Édition du 16 avril 2024

Une tribune libre pour la gauche québécoise en marche

Le Monde

Au nom de la « menace communautariste »

A force de ressasser ce mot censé faire peur, les professionnel.le.s du discours public semblent s’être mis à croire au « communautarisme ». Qui, de droite à la gauche, de la Libre pensée[1] au blogues de la « France blanche et chrétienne », et dans tous les titres de presse – formidable consensus s’il en est – dénoncent la menace « [d]es communautarismes contre la République » ou la Nation. Tout fantasmatique que soit ce terme, il a néanmoins des effets sociaux et politiques majeurs : il nous mène à la guerre.

L’auteur est sociologue, enseignant-chercheur à l’Université Paris Diderot.

Tiré du blogue de Christine Delphy.

Communautarisme : un prisme nationaliste…

Dans le champ intellectuel, même les promoteurs de la thèse d’une « menace communautariste » admettent que « le terme « communautarisme » (…) ne renvoie à aucune institution ni aucun fait social précis ; il n’existe donc que comme représentation plus ou moins fantasmée de différentes réalités[2] ». Le mot désigne d’autant moins une réalité sociologiquement attestable que, appliqué à l’islam ou à l’immigration comme c’est le plus souvent le cas, nous n’avons guère affaire à des « communautés ». Et surtout pas des groupes substantiels puisant dans une culture primordiale. Si l’on observe le recours à des identités ethniques ou religieuses, c’est d’abord et principalement le fruit d’une expérience partagée de racisme et de discrimination, qui tend à créer des solidarités de destin et affaiblir l’identification au groupe social qui vous rejette, comme le montre encore une récente enquête[3]. Au lendemain des attentats de janvier 2015, Olivier Roy rappelait qu’« il n’y a pas de « communauté musulmane » en France » (Le Monde, 10/01/15), et soulignait fort justement que si ce constat est inaudible dans le contexte français, c’est justement « parce qu’on impute à la population musulmane une communautarisation qu’on lui reproche ensuite de ne pas exhiber » pour condamner collectivement les attentats. Le discours du communautarisme s’invente donc des communautés pour mieux les stigmatiser.

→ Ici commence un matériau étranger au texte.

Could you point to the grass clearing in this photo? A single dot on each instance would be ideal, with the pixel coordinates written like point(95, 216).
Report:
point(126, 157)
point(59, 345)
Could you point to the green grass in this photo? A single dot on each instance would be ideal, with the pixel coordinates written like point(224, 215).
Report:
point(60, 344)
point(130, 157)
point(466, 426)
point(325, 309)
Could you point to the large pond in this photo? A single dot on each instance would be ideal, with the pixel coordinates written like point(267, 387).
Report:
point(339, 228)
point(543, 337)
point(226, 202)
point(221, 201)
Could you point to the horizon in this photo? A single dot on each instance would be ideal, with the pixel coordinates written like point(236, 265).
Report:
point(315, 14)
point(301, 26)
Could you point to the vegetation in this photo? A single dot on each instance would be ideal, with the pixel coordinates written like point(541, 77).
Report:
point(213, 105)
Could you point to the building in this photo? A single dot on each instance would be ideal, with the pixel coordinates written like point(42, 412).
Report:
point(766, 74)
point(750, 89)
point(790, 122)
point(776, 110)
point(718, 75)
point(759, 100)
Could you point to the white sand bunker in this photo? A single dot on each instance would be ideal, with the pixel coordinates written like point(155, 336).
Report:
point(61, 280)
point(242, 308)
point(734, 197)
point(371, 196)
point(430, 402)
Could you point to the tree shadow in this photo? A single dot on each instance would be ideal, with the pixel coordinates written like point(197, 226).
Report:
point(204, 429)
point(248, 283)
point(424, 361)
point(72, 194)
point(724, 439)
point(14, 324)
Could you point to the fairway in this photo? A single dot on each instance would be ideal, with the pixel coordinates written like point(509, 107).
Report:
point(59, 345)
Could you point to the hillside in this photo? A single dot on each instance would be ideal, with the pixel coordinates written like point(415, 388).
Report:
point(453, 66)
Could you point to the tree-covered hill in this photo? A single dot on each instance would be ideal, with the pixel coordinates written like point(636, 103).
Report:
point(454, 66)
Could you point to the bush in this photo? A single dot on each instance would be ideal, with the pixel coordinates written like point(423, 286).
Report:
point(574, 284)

En effet, le mot sert unilatéralement à stigmatiser ethniquement (ou sexuellement, lorsqu’il est appliqué aux mouvements LGBT, aux demandes de parité femmes-hommes…) et à disqualifier politiquement des gens et leurs voix. Il veut faire croire que la prise de parole, les pratiques et d’éventuelles revendications des groupes minorisés ne sont pas de nature politique, mais seraient d’essence archaïque, et donc nécessairement « infra-politique ou anté-politique[4] ». Ce terme fait peser sur ces voix un soupçon essentialisant, celui de (com)porter par nature une menace sur « l’universalisme républicain »… lors même que les personnes et les groupes concerné.e.s exigent que le principe d’égalité ou de liberté régisse enfin l’espace public et l’action de l’État, et donc que cessent racisme, discrimination, stigmatisation et minorisation. Loin d’aider à qualifier et comprendre ces phénomènes liés aux rapports sociaux (de domination), le discours du communautarisme voile la réalité, et lui substitue une projection fantasmatique. Il ne parle pas des faits concrets et de la vie vécue, mais de grandes figures rhétoriques idéalisées voire mythifiées – d’où le fait que sa marque est le singulier-majuscule (« La République », « La Laïcité », etc.), l’unité et la supériorité se voulant la marque du pouvoir. Ce discours cherche au fond à imposer un prisme nationaliste, dans le sens où il veut rendre indiscutable l’idée que l’identité nationale primerait naturellement sur toute autre, et que l’allégeance à la nation aurait en soi plus de valeur que le sentiment d’appartenance à d’autres groupes.
 

… qui va colonisant l’espace du discours politique et médiatique

Ce prisme nationaliste gagne l’ensemble de l‘espace du discours politique et médiatique, depuis 2001[5]. Le défaut de réalisme et le flou de ce terme ne lui donnent que plus de potentiel de dramatisation, alors que la concurrence pour la visibilité médiatique encourage la surenchère des formules : la France connaîtrait une « montée en flèche des communautarismes » (M. Valls, Libération, 2/11/16), « la vertigineuse montée du communautarisme » (M. Tandonnet, FigaroVox, 25/11/16), un « déferlement du communautarisme » (ResPublica, 2/07/13). Toute la dramaturgie nationaliste de ce mot s’exprime dans ce titre de L’Express : « La France sombre, rongée par le communautarisme et le racisme ordinaire » (12/06/13). La question serait seulement de savoir à quel stade de décrépitude ou à quelle distance de l’effondrement total nous en serions. Pour certains chantres de ce discours décliniste, plus zélés que d’autres, il ne fait pas de doute que « le communautarisme amorce le saccage de la paix civile et de la citoyenneté républicaine. Nous ne sommes pas loin de cette ruine, nous y sommes peut-être déjà. Ce n’est pas en effet jouer les Cassandre que de prétendre qu’il n’y a qu’une différence très mince entre Sarajevo, ville où des communautés se sont entretuées, et nos villes françaises. Cette différence porte le nom de république.[6] »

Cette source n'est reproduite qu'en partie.